Rayfort's expression tightened.

"That was not a military deployment" he said flatly. "And it was not initiated by any known state or government"

"It appeared just like the cracks, wether it's true or not, supernatural or not"

" What we can advise is to not initiate any interaction with it for now."

"Our primary understanding is that the other worlds it point to might very well be the other side of Chaos portal, there is high chance that interacting with it will lead to disastrous outcome "

"Special task force is being made to study the phenomenon. As soon as the situation near the remaining portals come under control, the authorities will launch a full scale research, here at this moment facing such dangers we the Solvar Military ask it's citizens to not act rashly and remain patient."

"Please do not take unnecessary risk, i repeat please don't take risk , your family, your friends, your country needs you and your cooperation the most at this time of need." Said the general as he stood up and bowed then excused himself.

The news continued.

The screen switched to another feed, a different camera showed a field reporter gripping her chest, breathing hard as she tried—and failed—to explain what she was suddenly aware of.

then a panel of experts as argued over one another, some already speculating, others visibly shaken.

Everyone thought, that things would calm down - but instead, It raised a storm.

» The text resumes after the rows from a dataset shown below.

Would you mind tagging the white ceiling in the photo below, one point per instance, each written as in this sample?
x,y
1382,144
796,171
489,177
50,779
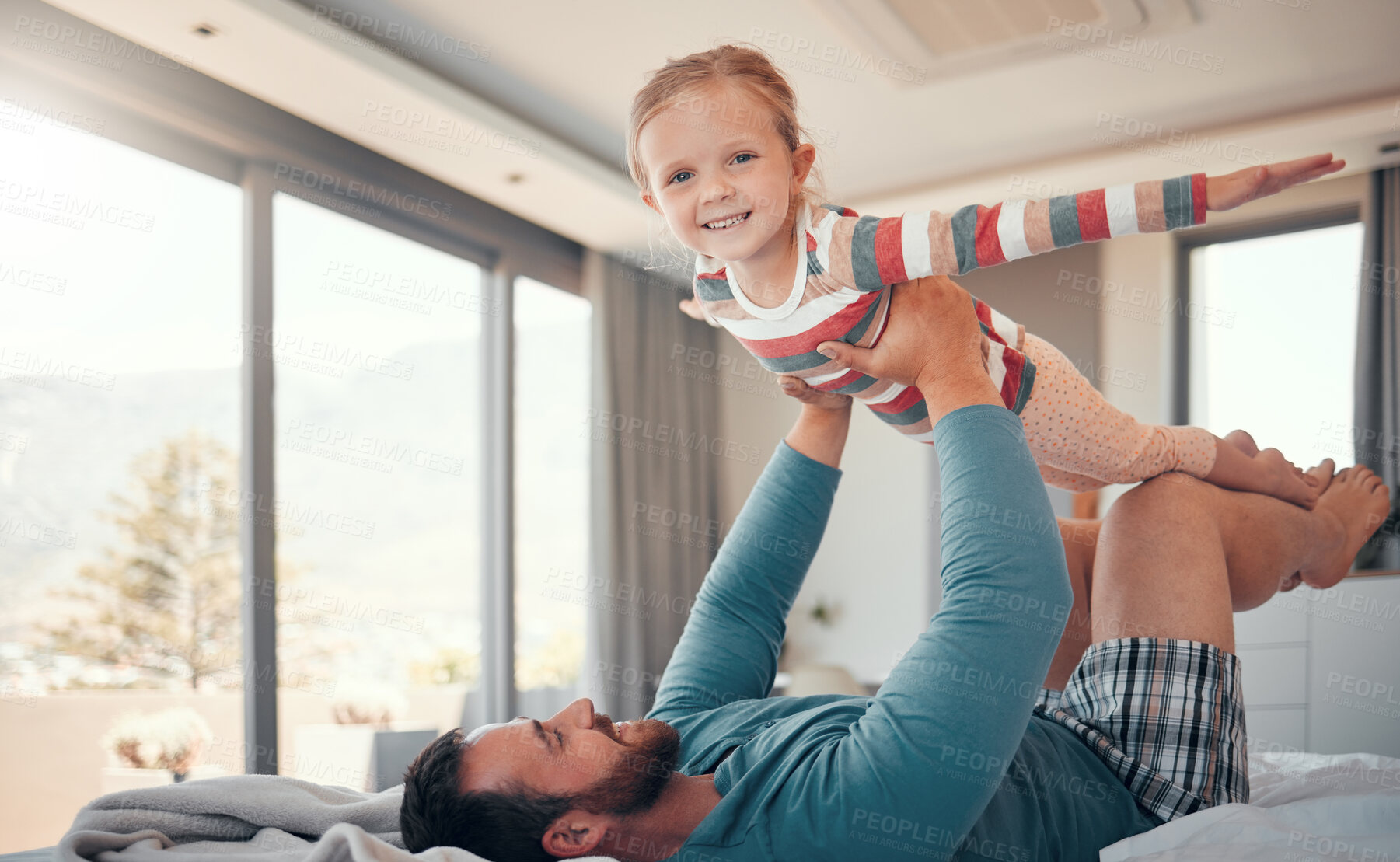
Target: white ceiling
x,y
1283,76
591,58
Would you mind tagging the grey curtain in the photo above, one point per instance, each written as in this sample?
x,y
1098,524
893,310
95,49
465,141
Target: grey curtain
x,y
1378,360
654,483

Somewhere off-camera—unbroadcast but very real—

A soldier on a collapsing defense line stared at the glow before him, hands shaking, heart racing, and for the first time since the fighting began, saw a way out.

Not safety.

Not victory.

Escape.

The first departure came from soldiers who saw no way out, from prisoners whose sentences suddenly felt meaningless. From people with nothing left to lose—and some who thought they had everything to gain.

In one prison facility, an entire cell block manifested their contracts within minutes of each other. Guards shouted. Orders were given. But no one stoped.

One man laughed as the parchment unfolded.

"Anything for anything," he whispered, eyes alight. "That's fair."

He vanished seconds later.

No flash. No sound.

Just absence.

Across the world, similar disappearances followed. Small numbers at first. A handful here. A dozen there.

Within hours, reports emerged of people missing.

Contract only manifested for those sixteen and above.

For every reckless departure, ten people hesitated.

For every ten, a hundred watched.

By the time Rael returned to Dawnrise Orphanage, the world felt quieter.

Not safer.

Just… thinner.

The roads were damaged but passable. Emergency broadcasts played on loop in the common room. Casualty numbers scrolled beneath headlines naming the event for the first time:

THE GREAT WAVE INCIDENT

TIER-4 CONFIRMED — THE WORLD AWAKENED.

Caretakers moved with exhaustion carved into their posture. Some children asked questions.

Most didn't.

They had already learned when not to.

Rael sat on his bunk that night,

He remembered the behemoth collapsing.

He remembered the glow appearing while people were still screaming , venting.

Somewhere out there, portals were still active.

Some places had been lost.

Some people had stepped into other worlds and might never return.

Rael closed his eyes.

For the first time since waking up in this younger body, he felt something unfamiliar settle in his chest.

Not fear.

Not hope.

But the heavy understanding that the world was no longer waiting for anyone to grow up.